I. The Communist Party must always be a vanguard group, united through consent and not through coercion. It is a guiding Party that must be built bottom-up, with its intellectuals and members representing mostly, the proletariat. An alliance must be made with the peasants and other classes dialectically opposed to the bourgeoisie and capitalism in order to build hegemony and a counter-offensive. II. No trust must be given to social-democrats or syndicalists. The former work for capitalism by ameliorating but not eliminating the exploitative practices within the factories and in the countryside. The latter also defend capitalism by being intermediaries between the proletariat and the factory owners. Syndicalists are to be opposed through the Factory Councils seen in Turin and organized by Gramsci himself. III. Finally, Gramsci’s Pre-Prison Writing show the active (voluntarist) and powerful will of the PCd’I and especially of the Ordine Nuovo Group. Against the left and right-wing attacks of Tasca, Bordiga, Trotsky, Kamenev or Zinoviev, Gramsci proposes centrism and unity as the tactic needed to safeguard the world revolution. Bandiera rossa, trionfera!
I would recommend reading this before starting his prison notebooks. The writing is predictably a lot more cogent, it is easier to find your feet in. But keep in mind that it is composed of shorter articles, written for political magazines in responses to other works or current events. So a comprehensive philosophy doesn't really emerge from it in the same way as the prison notebooks.

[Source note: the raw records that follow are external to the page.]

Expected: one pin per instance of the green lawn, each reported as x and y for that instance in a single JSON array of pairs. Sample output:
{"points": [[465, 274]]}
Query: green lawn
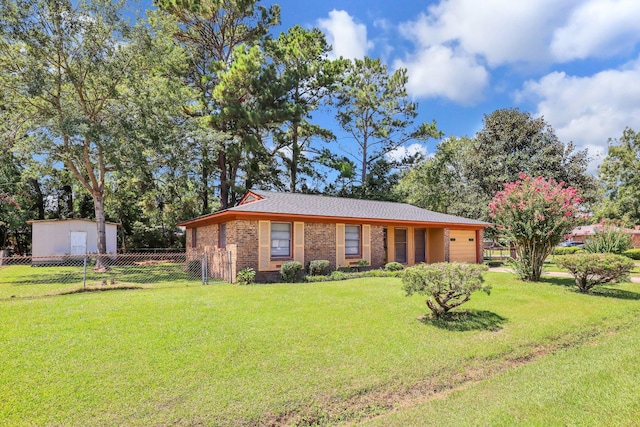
{"points": [[551, 266], [19, 281], [320, 353], [591, 385]]}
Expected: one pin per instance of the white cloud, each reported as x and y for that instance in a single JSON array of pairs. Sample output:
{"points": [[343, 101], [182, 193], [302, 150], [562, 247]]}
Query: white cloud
{"points": [[600, 28], [410, 150], [501, 31], [348, 38], [588, 110], [439, 71]]}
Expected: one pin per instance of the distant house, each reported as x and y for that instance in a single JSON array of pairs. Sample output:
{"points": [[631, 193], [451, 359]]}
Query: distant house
{"points": [[580, 234], [269, 228], [55, 238]]}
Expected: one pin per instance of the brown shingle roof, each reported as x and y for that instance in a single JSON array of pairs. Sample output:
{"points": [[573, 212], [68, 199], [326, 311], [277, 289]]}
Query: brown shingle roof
{"points": [[315, 205]]}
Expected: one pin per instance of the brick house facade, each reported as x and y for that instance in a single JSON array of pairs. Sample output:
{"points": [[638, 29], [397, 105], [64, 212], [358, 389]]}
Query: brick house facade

Gramsci believed that trade unions were inherently incapable of bringing about revolution. Because they introduce a mentality of opportunism, with smaller gains prioritised during strike activity. Workers are organised as wage-earners rather than producers - they reinforce the idea of a worker as a 'commodity'. The worker can only see himself as a producer if he develops consciousness of his function in the process of production; he feels what it is to be a member of a class; and subsequently sees capitalists as dead weights.
Gramsci believes that this form of revolutionary class consciousness can only be brought about by soviet-like organisation.. workers must enter into 'cells' as communists, these cells must have a rigid hierarchical order, with the Party at the highest level of command. Which is not to say that they must have a certain level of theoretical understanding of communism; but rather present a united front. And then longer term political and ideological work can begin. Unified action relies on the work of the Party, a collective will.
A lot of the book is dedicated to theorising about the role of the Italian Socialist Party; whether it can participate in bourgeouis parliament; how it should go about organising revolutionary consciousness. The writing is very much grounded in its context. The split between the Italian Socialist Party and the PCd'I is also detailed. I mean, many of his earlier writings seem to attempt to sway the Socialist Party against reformism, which culminates in this split.